Victorian Crime. Cruelty to a lunatic in Sunderland
In September 1870 the Illustrated Police News printed a story which said Cruelty to a lunatic in Sunderland, but like the lunatic the police could not tell fact from fiction either. Mrs Armstrong of 96 Mainsforth Terrace, New Hendon was visited by Constable Peacock to investigate rumours of a woman in chains locked in a bedroom. Mrs Armstrong said there was a woman and brought her for the Constable to see, the woman was haggard looking and told the Constable that she had been chained to her bed. On being told this Constable Peacock insisted on seeing the woman's bedroom, the smell coming from the room was so strong the Constable took several deep breaths before entering.
What he found was a bed a broken box used as a table, ropes lying on the floor and the window nailed shut. The woman called Mary Ann Hobson told police she had been chained nude to the bed, beaten and very badly used for nine years, she was taken to the union. According to the police paper this was an horrendous cruelty case.

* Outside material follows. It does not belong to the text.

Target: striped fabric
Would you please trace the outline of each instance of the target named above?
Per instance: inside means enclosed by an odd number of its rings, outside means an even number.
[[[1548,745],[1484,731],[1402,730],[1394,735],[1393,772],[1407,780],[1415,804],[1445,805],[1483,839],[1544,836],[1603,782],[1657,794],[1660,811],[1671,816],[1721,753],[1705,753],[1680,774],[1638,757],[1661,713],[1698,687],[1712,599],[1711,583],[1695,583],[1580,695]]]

In court Mrs Armstrong's defence pointed out that after being examined by a surgeon no evidence of cruelty was found and Mary was in good health. As Mrs Armstrong's house was only three years old Mary could not have been locked up for nine years. It was in fact Mary's relations who had paid Mrs Armstrong to look after Mary, but Mrs Armstrong had still broken the law. She was charged for taking care of a lunatic for profit, without a license and for shaming and ill using said lunatic. Mrs Armstrong got a three month sentence. Mary Ann Hobson had a choice, the workhouse or another career.